Don Jacot was born in Chicago, and he grew up in Downers Grove, IL. He attended Augustana College and completed a B.A. at the University of IL Champaign. He served in the Naval Air Reserve as a medic and then earned a B.S. at Mercy College in Detroit. While working as a Physician’s Assistant, he took drawing classes at Wayne State University and eventually began to sell his artwork. He moved to San Francisco in the late 1980s, where he continued his PA service until his artistic career took off.

Don is survived by his brothers Robert and Charles. He was predeceased by his parents N. Edgard and Ruth Elizabeth Jacot and by his siblings Nancy and William.
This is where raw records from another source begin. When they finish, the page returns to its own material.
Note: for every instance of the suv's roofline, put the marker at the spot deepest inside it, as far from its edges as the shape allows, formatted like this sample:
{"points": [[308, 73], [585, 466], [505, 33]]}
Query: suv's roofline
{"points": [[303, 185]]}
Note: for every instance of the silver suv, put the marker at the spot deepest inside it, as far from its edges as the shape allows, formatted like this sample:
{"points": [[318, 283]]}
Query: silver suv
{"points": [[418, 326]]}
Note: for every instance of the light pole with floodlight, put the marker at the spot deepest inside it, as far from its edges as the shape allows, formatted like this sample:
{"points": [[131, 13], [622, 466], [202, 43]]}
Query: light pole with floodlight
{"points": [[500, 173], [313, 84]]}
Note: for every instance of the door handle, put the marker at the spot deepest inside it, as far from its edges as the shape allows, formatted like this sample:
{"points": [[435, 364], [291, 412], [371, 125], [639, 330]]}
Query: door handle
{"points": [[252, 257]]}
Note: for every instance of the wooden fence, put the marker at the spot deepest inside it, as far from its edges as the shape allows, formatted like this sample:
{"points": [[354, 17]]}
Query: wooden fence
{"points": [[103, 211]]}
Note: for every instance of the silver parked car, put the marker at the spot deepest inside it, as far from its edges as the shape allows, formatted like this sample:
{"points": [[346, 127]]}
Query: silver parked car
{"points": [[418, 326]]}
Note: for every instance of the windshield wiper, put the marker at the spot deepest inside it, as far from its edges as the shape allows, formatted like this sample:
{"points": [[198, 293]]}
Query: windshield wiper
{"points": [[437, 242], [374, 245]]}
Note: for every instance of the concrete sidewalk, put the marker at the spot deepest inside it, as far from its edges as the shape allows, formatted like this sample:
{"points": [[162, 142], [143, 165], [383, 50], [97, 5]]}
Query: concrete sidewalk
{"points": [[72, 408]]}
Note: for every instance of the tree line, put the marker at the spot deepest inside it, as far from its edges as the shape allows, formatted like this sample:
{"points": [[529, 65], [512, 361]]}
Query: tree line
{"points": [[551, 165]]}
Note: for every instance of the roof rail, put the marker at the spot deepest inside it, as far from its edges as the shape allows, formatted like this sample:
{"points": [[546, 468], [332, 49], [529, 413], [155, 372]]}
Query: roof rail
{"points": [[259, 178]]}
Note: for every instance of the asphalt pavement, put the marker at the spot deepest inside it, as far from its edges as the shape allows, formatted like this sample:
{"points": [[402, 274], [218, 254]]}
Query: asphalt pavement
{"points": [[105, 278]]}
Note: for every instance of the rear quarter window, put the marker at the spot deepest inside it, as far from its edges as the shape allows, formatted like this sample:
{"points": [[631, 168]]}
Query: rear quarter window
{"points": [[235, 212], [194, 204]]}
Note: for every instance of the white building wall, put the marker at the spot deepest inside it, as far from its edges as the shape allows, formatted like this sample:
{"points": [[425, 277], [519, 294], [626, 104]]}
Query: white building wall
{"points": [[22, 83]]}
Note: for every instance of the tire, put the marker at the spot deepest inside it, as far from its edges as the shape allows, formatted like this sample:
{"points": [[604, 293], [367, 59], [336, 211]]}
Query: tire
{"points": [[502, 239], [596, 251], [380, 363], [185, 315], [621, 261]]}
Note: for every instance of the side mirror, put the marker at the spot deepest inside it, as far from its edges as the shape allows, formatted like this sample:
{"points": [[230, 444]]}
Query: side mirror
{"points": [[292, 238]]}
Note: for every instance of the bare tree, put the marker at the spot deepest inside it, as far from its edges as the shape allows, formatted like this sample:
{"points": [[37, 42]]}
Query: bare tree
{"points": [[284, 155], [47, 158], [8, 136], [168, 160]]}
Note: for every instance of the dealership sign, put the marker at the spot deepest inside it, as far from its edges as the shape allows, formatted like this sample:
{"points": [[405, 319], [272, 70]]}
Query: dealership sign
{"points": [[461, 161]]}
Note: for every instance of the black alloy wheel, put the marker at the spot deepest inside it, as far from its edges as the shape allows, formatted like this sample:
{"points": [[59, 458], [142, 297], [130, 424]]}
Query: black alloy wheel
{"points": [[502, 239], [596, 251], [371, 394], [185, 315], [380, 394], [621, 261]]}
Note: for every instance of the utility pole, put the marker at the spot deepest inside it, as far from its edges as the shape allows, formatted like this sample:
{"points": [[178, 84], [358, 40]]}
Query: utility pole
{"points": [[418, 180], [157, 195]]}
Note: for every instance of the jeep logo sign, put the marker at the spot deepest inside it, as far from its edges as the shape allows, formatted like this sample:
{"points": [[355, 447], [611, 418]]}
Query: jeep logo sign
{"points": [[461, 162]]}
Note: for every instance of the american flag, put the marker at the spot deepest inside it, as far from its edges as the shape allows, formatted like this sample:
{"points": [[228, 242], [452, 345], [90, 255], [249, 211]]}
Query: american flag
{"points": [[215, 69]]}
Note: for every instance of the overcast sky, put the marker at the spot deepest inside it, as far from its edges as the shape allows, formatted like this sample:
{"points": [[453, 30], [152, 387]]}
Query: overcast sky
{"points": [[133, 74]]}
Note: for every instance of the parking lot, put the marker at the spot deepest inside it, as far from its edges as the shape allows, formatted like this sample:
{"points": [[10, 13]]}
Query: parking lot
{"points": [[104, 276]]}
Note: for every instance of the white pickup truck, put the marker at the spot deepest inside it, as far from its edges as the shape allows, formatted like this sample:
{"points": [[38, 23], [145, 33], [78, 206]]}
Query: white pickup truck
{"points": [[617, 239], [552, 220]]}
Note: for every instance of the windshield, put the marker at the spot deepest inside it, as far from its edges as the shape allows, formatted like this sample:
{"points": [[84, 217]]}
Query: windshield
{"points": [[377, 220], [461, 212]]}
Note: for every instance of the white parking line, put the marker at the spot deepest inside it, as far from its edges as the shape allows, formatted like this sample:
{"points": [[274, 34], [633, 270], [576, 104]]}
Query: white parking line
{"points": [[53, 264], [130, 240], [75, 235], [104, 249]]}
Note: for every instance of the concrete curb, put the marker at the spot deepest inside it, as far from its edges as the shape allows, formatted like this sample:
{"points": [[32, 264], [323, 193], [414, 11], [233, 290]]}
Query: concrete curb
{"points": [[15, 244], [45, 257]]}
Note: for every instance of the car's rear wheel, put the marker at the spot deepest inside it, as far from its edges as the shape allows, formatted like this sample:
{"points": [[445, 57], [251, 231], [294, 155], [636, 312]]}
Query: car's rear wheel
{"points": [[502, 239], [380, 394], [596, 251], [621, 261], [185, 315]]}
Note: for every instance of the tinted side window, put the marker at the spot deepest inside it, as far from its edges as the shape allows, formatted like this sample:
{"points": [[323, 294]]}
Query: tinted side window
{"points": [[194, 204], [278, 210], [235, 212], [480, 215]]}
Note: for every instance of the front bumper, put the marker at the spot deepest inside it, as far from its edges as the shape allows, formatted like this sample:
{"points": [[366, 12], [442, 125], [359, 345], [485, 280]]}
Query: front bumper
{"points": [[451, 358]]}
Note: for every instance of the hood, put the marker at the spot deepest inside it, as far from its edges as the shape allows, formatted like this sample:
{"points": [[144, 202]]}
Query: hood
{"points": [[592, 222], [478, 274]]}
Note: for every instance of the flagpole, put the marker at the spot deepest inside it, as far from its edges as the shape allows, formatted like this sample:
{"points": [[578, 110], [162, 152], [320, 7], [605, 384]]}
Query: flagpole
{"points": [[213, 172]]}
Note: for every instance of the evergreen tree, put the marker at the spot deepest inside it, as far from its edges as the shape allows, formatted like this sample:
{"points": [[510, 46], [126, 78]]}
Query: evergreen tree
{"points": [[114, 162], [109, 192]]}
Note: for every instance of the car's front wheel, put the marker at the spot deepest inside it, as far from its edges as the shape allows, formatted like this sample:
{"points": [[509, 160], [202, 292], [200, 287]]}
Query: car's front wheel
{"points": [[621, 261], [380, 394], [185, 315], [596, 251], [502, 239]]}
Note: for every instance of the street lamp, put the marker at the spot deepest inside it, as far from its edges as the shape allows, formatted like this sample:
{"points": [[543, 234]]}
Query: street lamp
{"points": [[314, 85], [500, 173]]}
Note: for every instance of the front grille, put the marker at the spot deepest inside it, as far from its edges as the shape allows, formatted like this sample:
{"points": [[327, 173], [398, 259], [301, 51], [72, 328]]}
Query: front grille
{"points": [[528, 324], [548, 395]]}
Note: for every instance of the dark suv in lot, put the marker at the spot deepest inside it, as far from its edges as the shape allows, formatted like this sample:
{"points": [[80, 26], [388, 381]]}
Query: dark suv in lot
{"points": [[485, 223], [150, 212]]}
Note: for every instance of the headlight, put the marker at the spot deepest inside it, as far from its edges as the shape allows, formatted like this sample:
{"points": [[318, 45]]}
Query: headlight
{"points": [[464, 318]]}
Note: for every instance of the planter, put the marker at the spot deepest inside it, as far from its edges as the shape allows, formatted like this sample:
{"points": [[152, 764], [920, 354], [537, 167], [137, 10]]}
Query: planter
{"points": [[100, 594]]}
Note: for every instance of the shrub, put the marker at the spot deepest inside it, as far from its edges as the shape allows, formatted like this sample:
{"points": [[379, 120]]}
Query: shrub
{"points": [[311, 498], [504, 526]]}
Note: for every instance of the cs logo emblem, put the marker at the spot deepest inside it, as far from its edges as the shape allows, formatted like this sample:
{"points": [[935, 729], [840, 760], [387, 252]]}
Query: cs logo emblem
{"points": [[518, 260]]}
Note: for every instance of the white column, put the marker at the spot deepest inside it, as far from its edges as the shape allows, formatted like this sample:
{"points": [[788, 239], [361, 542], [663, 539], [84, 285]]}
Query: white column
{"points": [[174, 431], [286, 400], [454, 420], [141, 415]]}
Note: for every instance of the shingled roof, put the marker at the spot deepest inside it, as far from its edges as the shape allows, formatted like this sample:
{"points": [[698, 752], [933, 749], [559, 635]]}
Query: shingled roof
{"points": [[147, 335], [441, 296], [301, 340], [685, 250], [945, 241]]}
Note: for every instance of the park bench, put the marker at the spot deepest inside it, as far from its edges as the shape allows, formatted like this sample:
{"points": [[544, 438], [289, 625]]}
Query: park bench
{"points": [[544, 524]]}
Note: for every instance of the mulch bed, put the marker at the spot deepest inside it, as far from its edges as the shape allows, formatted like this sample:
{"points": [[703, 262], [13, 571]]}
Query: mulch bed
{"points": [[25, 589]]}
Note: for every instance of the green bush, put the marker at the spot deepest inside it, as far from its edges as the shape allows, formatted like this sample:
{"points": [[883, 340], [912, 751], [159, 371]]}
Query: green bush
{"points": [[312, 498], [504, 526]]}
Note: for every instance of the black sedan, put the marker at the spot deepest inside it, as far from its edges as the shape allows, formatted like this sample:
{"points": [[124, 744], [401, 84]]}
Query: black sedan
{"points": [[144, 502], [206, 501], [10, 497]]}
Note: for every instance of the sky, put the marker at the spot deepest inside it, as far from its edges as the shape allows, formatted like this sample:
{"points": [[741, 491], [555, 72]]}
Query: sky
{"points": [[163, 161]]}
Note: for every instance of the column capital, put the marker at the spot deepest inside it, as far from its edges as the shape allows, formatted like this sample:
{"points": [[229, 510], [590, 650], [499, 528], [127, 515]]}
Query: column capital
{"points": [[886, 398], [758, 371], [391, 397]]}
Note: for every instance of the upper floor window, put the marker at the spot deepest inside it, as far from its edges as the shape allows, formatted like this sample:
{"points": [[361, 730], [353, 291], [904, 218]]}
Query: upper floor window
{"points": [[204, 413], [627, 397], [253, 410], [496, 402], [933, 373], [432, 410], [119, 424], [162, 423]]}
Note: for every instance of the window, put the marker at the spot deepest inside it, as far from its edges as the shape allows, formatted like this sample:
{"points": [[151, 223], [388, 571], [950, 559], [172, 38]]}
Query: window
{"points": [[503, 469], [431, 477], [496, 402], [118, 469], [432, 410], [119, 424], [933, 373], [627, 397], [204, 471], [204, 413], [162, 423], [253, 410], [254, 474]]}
Available works by Don Jacot can be viewed virtually here.

Featured Works

About Don Jacot

Don Jacot (b. 1949, Chicago, Illinois; d. 2021, San Francisco, California) is known for his larger-than-life sized paintings of tin toys and precisely depicted vintage urban landscapes. Initially influenced by Charles Bell’s still lifes, in his later years, Jacot developed a completely new take on Photorealism by combining still life and landscape. Using archival photographs of mid-twentieth-century cities, scale model vehicles, and photographs of vintage signage as source material, Jacot created his own historically accurate compositions of the ’30s and ’40s.

Jacot began exhibiting his work regularly in the 1980s; his paintings are held in many public collections in Detroit. He received his B.A. from University of Illinois, Champaign and his B.S. from Mercy College of Detroit.